GetConnected logo

Bluetooth LE beacons pinpoint a single car amongst thousands

Bluetooth LE tracking cars

Kia Israel was sure there was a better way than the traditional manual system of vehicle tracking. They found it in ViLOG, a product from Israeli software services firm, Sogo Services.

It’s no secret that cars are big business. According to the Global Automotive Outlook’s 2017 report, the automotive industry is set to achieve 114 million annual sales of new vehicles worldwide by 2024. And Statista estimates that the total global sales of new motor vehicles will be worth just under $9 trillion by 2030.

That’s a lot of cars. And if any of those cars are misplaced, dealers and importers lose not only money and time; the goodwill of their customers is also at stake.

Read more: Quuppa's Direction Finding Experience Comes to Bluetooth

Writing off written reports

Kia Israel keeps cars they import from the manufacturer in a bonded lot in Tel-Aviv for up to a year. Sometimes with close to 10,000 other units. The car remains in the lot until a customer purchases it. Then the vehicle is registered, processed through customs, and shipped directly to the dealer for delivery to the new owner.

Cars delivered from the manufacturer look identical in all but color. They don't have license plates, and the only way to tell units of the same colour apart is by checking the vehicle identification number stamped on the chassis by the manufacturer. Adding complexity to the mix, the yard experiences over 700 unit movements each day as stock is added, removed, and rearranged. Processing one vehicle increases the chaos as it can mean moving three or four others. And they don’t always get returned to their original spots after the target vehicle has been driven away.

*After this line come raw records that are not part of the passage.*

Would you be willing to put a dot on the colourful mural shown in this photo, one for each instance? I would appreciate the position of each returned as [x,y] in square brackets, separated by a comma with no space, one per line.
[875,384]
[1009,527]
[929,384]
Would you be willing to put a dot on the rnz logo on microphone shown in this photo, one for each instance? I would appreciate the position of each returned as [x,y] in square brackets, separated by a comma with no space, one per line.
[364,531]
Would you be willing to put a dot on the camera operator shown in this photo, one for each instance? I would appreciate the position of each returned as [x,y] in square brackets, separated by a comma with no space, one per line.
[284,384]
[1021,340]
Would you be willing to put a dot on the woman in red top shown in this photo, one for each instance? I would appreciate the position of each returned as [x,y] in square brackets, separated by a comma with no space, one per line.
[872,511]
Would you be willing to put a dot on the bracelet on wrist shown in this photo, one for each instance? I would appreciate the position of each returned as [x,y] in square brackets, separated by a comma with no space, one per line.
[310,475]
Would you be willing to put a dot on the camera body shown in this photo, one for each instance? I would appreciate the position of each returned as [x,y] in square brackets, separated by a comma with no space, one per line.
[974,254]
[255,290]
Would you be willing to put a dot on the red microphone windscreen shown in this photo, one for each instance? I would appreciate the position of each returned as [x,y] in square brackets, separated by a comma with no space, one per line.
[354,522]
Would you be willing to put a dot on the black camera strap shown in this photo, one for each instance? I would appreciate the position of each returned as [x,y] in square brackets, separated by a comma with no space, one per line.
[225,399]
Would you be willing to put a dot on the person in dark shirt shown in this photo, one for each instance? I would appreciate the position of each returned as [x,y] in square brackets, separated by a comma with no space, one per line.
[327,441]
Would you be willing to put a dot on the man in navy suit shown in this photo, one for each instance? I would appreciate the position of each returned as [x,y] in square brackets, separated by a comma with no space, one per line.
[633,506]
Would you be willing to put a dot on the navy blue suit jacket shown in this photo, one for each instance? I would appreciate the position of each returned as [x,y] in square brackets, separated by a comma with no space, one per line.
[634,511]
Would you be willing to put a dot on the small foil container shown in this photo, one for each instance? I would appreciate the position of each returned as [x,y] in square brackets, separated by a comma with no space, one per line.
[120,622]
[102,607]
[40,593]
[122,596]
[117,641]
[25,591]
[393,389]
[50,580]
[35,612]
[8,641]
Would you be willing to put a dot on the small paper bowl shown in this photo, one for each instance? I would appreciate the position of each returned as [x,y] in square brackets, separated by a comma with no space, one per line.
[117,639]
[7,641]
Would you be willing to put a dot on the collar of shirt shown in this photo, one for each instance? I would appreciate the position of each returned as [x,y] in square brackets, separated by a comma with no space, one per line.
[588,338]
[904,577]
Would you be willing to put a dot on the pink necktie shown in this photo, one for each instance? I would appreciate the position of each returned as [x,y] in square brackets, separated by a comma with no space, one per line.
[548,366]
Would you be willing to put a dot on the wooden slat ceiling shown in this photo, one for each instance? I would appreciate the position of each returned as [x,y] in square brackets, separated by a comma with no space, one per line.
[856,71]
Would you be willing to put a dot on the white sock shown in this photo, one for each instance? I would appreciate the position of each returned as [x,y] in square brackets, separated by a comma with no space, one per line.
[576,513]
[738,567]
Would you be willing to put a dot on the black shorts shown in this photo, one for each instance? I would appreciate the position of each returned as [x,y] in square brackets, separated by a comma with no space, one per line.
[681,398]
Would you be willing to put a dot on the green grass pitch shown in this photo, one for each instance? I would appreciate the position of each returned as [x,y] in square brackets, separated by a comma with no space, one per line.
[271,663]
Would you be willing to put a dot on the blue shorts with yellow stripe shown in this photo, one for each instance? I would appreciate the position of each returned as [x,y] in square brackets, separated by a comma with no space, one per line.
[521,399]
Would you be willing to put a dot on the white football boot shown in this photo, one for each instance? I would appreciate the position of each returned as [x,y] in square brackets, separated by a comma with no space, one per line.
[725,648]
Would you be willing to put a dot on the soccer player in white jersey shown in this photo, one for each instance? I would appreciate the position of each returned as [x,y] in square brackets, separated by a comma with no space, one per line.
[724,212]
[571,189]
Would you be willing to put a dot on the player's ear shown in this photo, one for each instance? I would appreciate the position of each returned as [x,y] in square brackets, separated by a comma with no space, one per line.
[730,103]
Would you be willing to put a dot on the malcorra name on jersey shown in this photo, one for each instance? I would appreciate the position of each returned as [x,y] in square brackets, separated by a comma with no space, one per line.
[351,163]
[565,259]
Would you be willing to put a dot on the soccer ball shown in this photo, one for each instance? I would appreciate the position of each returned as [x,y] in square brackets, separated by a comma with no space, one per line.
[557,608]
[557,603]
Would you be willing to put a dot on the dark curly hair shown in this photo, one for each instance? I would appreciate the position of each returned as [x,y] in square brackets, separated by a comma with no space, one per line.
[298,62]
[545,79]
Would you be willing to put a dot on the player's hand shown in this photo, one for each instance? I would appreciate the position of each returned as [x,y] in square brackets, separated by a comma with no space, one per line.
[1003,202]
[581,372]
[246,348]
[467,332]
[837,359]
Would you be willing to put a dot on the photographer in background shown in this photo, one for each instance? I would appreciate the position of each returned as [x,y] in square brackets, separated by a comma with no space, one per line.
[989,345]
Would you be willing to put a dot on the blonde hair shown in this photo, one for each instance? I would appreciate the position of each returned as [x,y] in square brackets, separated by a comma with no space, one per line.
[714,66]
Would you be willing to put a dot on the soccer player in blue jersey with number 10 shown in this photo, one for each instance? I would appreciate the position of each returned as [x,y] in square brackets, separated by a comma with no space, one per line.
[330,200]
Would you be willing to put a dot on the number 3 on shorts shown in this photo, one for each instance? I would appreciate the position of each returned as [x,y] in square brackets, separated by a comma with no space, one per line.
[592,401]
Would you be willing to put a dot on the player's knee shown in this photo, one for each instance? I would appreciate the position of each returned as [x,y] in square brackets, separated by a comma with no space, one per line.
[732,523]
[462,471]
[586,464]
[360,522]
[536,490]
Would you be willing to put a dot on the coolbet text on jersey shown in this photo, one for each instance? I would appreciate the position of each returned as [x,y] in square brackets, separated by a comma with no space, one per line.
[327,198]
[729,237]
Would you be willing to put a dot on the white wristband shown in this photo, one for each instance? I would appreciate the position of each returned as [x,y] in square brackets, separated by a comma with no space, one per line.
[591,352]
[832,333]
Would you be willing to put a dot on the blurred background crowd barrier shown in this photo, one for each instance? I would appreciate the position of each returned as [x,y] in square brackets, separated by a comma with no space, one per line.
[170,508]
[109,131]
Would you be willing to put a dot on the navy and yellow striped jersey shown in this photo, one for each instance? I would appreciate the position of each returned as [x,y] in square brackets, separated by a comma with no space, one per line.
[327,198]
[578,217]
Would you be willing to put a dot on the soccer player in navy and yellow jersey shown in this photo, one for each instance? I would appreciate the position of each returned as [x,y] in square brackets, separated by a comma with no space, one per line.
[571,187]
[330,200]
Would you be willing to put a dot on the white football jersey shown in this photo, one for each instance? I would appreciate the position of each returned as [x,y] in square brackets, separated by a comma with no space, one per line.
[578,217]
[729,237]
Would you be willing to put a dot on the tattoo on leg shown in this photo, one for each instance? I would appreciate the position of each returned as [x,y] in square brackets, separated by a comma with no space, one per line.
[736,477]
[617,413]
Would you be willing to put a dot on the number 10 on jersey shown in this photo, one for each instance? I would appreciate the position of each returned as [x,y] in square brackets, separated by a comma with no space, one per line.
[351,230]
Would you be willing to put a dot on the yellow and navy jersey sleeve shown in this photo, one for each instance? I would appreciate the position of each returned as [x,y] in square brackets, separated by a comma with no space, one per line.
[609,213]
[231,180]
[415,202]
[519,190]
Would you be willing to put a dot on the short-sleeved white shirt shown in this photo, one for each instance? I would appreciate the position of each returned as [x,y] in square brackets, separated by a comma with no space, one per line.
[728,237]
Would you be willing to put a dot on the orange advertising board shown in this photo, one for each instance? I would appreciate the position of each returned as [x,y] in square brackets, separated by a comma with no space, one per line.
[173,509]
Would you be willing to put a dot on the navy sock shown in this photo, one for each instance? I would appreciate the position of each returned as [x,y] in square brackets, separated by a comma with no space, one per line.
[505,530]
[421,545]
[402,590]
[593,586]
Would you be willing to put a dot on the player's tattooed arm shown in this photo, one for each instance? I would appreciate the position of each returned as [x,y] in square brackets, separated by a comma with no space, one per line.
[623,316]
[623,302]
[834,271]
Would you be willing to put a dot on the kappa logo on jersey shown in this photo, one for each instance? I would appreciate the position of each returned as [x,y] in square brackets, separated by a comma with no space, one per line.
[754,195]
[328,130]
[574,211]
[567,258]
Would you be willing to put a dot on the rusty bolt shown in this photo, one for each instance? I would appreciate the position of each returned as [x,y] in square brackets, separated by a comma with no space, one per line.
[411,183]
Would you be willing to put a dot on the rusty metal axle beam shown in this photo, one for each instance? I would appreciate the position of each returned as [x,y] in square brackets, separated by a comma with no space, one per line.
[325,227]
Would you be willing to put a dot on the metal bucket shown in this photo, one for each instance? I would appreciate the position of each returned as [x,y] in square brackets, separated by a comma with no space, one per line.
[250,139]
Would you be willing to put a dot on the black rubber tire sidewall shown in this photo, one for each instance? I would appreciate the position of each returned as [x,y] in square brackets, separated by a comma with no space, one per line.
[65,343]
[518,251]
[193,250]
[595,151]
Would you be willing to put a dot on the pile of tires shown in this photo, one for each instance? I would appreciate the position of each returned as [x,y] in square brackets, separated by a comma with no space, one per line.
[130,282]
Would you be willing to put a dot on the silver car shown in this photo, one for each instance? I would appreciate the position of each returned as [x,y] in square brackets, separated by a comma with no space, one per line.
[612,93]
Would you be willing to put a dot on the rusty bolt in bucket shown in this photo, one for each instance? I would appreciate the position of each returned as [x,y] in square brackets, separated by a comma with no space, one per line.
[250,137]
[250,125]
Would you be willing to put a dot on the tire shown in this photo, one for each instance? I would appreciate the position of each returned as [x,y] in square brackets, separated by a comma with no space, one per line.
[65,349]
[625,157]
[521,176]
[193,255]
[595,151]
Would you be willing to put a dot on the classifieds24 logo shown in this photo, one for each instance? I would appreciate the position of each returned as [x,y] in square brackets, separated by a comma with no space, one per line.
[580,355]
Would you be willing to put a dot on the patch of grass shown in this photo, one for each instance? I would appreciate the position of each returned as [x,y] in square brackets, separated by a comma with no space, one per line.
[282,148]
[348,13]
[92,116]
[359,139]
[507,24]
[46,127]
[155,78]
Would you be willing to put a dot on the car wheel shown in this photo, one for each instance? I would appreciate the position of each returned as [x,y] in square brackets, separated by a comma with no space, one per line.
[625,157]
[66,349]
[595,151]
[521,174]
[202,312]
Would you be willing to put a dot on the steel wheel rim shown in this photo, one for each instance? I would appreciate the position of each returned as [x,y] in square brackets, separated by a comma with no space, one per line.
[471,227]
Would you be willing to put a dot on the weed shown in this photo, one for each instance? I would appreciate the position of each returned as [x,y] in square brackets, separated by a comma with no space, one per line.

Analog methods of tracking are inefficient, to say the least. Every time a car is moved, staff need to break out the ballpoint and update stock location documentation. Manually recording these movements is time-consuming and prone to human error. A slip of the pen can mean cars getting lost for days at a time, costing money, time, and customer goodwill. No surprise then that Kia Israel was keen to consign handwritten tracking to history.

Read more: How to Track Your Missing Assets

Keeping track with tech increases costs

Some tech-based vehicle tracking systems are effective but require substantial investment in infrastructure. Active RFID tagging, for example, helps track car movements in real-time but requires batteries, on-site sensors, and a power supply. When dealing with car inventories that reach five figures, that’s a minimum spend of tens of thousands just for the RFID tags alone, excluding any sensor infrastructure.

And for many importers, adding such infrastructure isn’t an option, as many car lots are short term lets of rented properties. Any infrastructure considered would require an expensive conversation with the lot’s owner - and if the lot gets moved, the infrastructure would have to move with it.

Found in an instant

The Bluetooth Low Energy (Bluetooth LE) based asset tracking system from ViLOG offered a more affordable and scalable way forward. Kia Israel chose this solution as it consisted of little more than battery-powered beacons containing Nordic’s nRF52810 SoC, some intelligent programming, and a smartphone app.

          The complete guide to Bluetooth Low Energy

As staff members work in and around the bonded lot, their smartphones receive the unique vehicle ID across the Bluetooth LE link plus an approximate measure of the car’s position relative to the handset. Then, using a hosted app, the smartphone relays its GPS location to a Cloud-based server. Here the information is quickly processed to give users an up-to-date location map of every single vehicle in the lot.

The Nordic nRF52810 SoCs used in the beacons are configured to transmit once per second. This extends battery life up to 12 months - the longest time a car is likely to be on the lot. In the unlikely case that the batteries do fail before vehicle shipment, the system also includes a “last known position” feature that helps staff locate the car and replace batteries.

According to Sogo Services, the ViLOG system has improved Kia Israel’s efficiency:

  • Cars can be located almost instantly.
  • Vehicle processing times have dropped between 20 to 40 percent.
  • Labor costs have gone down by 50 percent.
  • Storage costs have reduced by as much as 40 percent.
  • The time taken to process and deliver a car has dropped by two days per vehicle.

Making use of what’s on hand

Because of the ubiquity of smartphones in the modern workforce, they can be used as readers and gateways in tandem with the Bluetooth LE beacons to reduce inventory management infrastructure. This, in turn, pushes down the barrier to entry for smaller deployments.

There’s no proprietary hardware involved because the infrastructure comprises smartphones and Bluetooth LE tags. And the use of Bluetooth makes it easy to ramp up from a small operation involving a limited number of vehicles to a full-scale solution covering tens of thousands.